Quando destaca a secular obsessão masculina por controlar tudo que envolve o corpo da mulher, Liv faz referência ao capítulo inaugural de “A Origem do Mundo”, excerto que inspira o primeiro de três atos da adaptação teatral brasileira, “A Vulva”, e entre menções a outros personagens, coloca em xeque até mesmo pensamentos equivocados de figuras luminares do século 20, como o do psicanalista Sigmund Freud (1856-1939) e do filósofo Jean-Paul Sartre (1905-1980): o primeiro, por ter disseminado a tese de que haveria duas formas distintas de orgasmo feminino, o vaginal e o clitoriano; o segundo, por ter estabelecido uma afrontosa analogia da genitália feminina como um reles “buraco”.
Recortes como esse, de um sucessivo absurdo histórico de hegemonia masculina sobre o domínio de interpretação da sexualidade feminina, são representados de forma camp e ganham impagável abordagem no dinâmico jogo de cena de Luisa e Julia, que assumem papeis diversos ao longo da montagem de “A Origem do Mundo”.
“Claro que um homem pode rir disso, mesmo que não tenha como se identificar.

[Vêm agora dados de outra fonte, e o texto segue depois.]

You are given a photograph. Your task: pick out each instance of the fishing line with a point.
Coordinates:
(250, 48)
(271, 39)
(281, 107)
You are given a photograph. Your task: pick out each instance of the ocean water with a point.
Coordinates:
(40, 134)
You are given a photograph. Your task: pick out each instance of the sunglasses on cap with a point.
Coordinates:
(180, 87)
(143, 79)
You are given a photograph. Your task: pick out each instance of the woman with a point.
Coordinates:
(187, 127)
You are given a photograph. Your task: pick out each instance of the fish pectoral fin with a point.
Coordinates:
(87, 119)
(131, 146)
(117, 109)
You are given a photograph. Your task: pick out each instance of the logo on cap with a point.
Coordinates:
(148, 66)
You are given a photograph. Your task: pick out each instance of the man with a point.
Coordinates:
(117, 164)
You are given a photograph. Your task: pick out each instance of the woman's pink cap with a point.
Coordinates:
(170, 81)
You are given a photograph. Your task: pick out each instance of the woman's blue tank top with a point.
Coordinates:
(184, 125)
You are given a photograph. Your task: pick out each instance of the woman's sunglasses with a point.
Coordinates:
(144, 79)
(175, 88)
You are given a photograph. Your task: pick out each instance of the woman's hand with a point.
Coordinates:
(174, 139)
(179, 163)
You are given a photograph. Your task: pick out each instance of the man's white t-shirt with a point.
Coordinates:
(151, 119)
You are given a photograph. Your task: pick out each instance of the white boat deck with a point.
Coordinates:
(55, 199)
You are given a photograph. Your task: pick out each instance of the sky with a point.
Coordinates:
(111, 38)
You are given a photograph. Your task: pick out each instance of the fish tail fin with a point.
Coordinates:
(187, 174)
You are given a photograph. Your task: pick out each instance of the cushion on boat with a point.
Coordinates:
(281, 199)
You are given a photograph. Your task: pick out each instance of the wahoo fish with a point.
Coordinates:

Mas ser representada nesse lugar é muito mais importante para a mulher, porque deixamos de ser representadas durante muito tempo. Veja a dificuldade de se achar dados sobre a vulva e o tempo em que o clitóris ficou perdido no mundo”, provoca Julia.
Majoritariamente feminina, a equipe a cargo da montagem se vale de recursos aparentemente parcos, mas que ganham potência no relance das intervenções de luz, no suporte de livros dispostos como objetos cenográficos, na trilha sonora de Nana Rizinni e em duas hilárias paródias musicais assinadas por Luisa e Julia, inspiradas em um clássico de Zezé Di Camargo & Luciano e no tema do musical “Os Miseráveis”, de Claude-Michel Schönberg. Um jogo sagaz, em que tudo converge para imprimir o mesmo ritmo frenético presente na HQ.